Mark McCahill at Duke



I am quite pleased to announce that Mark McCahill is leaving the University of Minnesota for a position here at Duke University as our architect of e-learning and collaborative systems!

Mark has been developing and popularizing a number of Internet technologies since the late 1980s. He will bring to Duke the benefits of his deep background and rich experiences in collaborative systems development, large scale information system development and deployment, and 3D visualization.

After receiving a bachelor's degree in chemistry at the University of Minnesota, Mark took a job doing analytical chemistry and analyzing the results on the campus mainframe.

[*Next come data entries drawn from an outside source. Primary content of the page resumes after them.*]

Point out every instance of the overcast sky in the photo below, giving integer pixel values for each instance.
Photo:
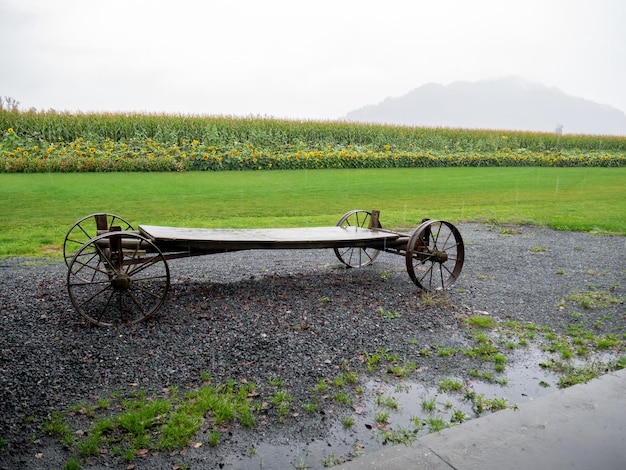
(298, 59)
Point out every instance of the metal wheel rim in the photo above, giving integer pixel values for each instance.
(434, 262)
(108, 289)
(85, 229)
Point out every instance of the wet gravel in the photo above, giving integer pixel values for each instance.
(293, 315)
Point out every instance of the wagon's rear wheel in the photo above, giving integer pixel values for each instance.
(356, 257)
(118, 277)
(435, 255)
(87, 228)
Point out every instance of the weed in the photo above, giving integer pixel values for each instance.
(214, 438)
(300, 463)
(481, 321)
(429, 404)
(436, 424)
(330, 461)
(381, 417)
(342, 397)
(348, 422)
(448, 385)
(458, 416)
(310, 407)
(321, 386)
(387, 402)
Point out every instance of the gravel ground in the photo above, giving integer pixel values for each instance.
(256, 315)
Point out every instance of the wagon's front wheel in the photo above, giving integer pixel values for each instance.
(118, 277)
(357, 257)
(87, 228)
(434, 255)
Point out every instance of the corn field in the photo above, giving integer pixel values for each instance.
(65, 142)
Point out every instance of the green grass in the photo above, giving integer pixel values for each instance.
(38, 209)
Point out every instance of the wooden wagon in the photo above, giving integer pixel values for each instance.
(118, 274)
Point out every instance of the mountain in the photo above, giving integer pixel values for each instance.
(507, 103)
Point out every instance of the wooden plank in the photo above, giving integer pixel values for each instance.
(314, 237)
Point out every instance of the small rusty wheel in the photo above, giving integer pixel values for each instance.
(356, 257)
(118, 277)
(87, 228)
(435, 255)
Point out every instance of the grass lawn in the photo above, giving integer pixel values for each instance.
(38, 209)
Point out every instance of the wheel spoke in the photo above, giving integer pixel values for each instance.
(435, 255)
(125, 285)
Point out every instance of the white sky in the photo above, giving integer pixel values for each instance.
(298, 58)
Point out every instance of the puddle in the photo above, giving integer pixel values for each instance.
(402, 403)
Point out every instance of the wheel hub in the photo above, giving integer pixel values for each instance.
(440, 256)
(121, 281)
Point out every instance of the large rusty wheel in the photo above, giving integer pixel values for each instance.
(356, 257)
(87, 228)
(435, 255)
(118, 277)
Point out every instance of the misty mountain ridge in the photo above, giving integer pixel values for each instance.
(510, 103)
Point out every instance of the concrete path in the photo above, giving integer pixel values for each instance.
(582, 427)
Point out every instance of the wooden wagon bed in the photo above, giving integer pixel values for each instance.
(207, 240)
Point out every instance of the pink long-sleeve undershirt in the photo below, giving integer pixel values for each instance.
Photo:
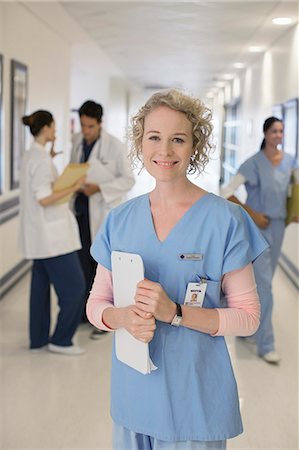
(240, 318)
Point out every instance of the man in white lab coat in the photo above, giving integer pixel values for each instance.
(108, 179)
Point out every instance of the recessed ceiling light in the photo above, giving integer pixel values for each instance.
(282, 21)
(255, 49)
(239, 65)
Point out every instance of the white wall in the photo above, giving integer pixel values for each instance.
(272, 78)
(65, 68)
(27, 40)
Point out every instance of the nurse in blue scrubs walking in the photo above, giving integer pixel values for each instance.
(190, 241)
(266, 176)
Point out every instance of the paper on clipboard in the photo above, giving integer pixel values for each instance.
(72, 173)
(127, 271)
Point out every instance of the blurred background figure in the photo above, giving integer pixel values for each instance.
(49, 236)
(108, 179)
(266, 176)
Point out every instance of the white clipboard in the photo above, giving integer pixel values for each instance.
(127, 271)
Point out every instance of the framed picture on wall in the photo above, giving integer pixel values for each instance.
(1, 123)
(19, 93)
(291, 127)
(277, 110)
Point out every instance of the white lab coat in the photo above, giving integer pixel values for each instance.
(45, 231)
(110, 170)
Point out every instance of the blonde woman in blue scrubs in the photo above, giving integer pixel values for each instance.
(184, 235)
(266, 176)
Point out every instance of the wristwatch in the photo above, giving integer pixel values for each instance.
(178, 317)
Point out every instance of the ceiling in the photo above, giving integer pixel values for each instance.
(189, 44)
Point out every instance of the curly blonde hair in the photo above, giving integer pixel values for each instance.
(197, 113)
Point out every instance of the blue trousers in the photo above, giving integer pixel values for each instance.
(124, 439)
(64, 272)
(264, 268)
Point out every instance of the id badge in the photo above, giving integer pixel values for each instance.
(195, 294)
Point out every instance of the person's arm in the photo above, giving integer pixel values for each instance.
(102, 313)
(260, 219)
(241, 318)
(227, 192)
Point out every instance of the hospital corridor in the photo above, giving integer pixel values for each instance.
(149, 205)
(60, 402)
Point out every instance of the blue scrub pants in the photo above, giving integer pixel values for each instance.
(264, 268)
(124, 439)
(66, 275)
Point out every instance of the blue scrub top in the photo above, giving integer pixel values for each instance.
(193, 393)
(267, 185)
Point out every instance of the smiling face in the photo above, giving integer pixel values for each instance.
(167, 144)
(274, 134)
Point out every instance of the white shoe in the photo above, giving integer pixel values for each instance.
(271, 357)
(69, 350)
(38, 349)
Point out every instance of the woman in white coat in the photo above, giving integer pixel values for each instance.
(49, 236)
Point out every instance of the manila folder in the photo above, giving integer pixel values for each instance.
(72, 173)
(127, 271)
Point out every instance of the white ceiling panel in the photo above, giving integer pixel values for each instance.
(187, 44)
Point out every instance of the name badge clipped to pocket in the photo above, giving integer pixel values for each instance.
(195, 294)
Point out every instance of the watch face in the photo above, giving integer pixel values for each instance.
(176, 320)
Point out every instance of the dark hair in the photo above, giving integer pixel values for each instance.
(268, 124)
(37, 120)
(91, 109)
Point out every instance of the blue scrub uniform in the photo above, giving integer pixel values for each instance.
(267, 190)
(193, 393)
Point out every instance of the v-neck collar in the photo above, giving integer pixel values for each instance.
(178, 223)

In 1989, Mark led a team at the University of Minnesota that developed one of the the first popular Internet e-mail clients (POPmail) for the Macintosh (and later the PC).

In 1991, Mark led the original Internet Gopher development team and helped invent a simple way to navigate distributed information resources on the Internet. Internet Gopher's menu-based hypermedia paved the way for the popularization of the Web and was the de-facto standard for Internet information systems in the early-to-mid 1990s. In 1994-95 Mark's team developed GopherVR, a 3D user interface to Internet Gopherspace.

Working with other pioneers such as Tim Berners-Lee, Marc Andreessen, Alan Emtage and Peter J. Deutsch (creators of Archie) and Jon Postel, Mark was also involved in creating and codifing the standard for Uniform Resource Locators (URLs). Most recently Mark has served as one of the six principal architects of the Croquet project and was instrumental in founding the Croquet Consortium.

I look forward to working closely with Mark as we apply the lessons learned from first generation Internet information systems to next generation collaborative systems including enterprise-integrated applications based on Croquet.

1 comment:

Luis Villa said...

Great to see. As an alum, I'm very excited that the school is working to lead in this area.